At any initial consultation the healthcare professional needs to develop rapport and establish a connection as part of the consultative process.28,29 The skill of the general dental practitioner is to connect with each patient, build rapport and understand the specific needs of the patient before providing tailored treatment options for discussion. The dentist-patient relationship is particularly important in providing the emotional support and understanding for anxious patients or for those recovering from serious illness or complex surgery. This was clearly a missing factor when the patient attended their new dentist, and would seem to have contributed to the breakdown of the relationship.

'This dentist had no interest in me as a human being at all. I had no confidence in that person as a person, I had no confidence in him as a dentist either.'

As GDPs we are in a highly privileged position to have the trust of our patients. They trust us to have the training and knowledge to detect suspicious oral lesions and trust us to have the experience to know when to refer. They also trust our profession to provide them with person-centred care throughout their treatment journey and beyond. Empathy, understanding, kindness and respect are greatly valued by patients, often beyond that of the technical outcome, and it is important that we always remember to treat the person and not simply the cancer.

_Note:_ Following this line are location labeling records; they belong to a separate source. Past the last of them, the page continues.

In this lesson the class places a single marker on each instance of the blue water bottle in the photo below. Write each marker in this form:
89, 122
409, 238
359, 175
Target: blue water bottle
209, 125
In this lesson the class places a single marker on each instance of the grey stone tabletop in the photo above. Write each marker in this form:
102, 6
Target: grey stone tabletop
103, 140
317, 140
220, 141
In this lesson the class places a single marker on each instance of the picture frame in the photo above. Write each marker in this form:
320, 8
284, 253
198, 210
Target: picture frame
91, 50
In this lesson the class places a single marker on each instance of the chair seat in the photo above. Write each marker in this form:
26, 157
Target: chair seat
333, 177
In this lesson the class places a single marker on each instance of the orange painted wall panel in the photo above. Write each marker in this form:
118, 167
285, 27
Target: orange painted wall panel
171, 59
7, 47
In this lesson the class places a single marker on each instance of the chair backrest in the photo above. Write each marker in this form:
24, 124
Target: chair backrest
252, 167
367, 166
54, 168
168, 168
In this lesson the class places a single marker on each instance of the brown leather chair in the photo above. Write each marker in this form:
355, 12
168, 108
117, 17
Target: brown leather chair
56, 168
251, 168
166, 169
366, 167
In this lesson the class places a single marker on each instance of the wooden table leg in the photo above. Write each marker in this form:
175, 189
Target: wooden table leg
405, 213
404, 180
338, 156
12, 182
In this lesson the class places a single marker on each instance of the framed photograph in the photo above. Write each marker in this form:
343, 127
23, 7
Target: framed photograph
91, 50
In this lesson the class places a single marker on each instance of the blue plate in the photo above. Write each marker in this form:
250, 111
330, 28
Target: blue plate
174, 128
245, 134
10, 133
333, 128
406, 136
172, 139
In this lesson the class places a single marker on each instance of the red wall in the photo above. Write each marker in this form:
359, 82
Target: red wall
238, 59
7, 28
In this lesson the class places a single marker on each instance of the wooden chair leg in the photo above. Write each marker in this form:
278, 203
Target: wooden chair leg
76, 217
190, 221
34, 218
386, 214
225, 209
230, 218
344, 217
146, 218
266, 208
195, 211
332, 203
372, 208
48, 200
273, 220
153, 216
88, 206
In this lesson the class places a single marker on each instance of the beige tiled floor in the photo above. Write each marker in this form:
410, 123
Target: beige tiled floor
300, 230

'I think all healthcare professionals need to have and to develop their innate skills of compassion and empathy and respect for people. Respect for me as a person. It's so simple, it costs nothing.'

Note

The qualitative interview was part of a research project funded by the NIHR and ethics approval was obtained from the relevant authority. Also, the title was taken from Gerteis M, Edgeman-Levitan S, Daley J, Delbanco TL (editors). Through the Patient's Eyes. San Francisco: John Wiley & Sons, 1993.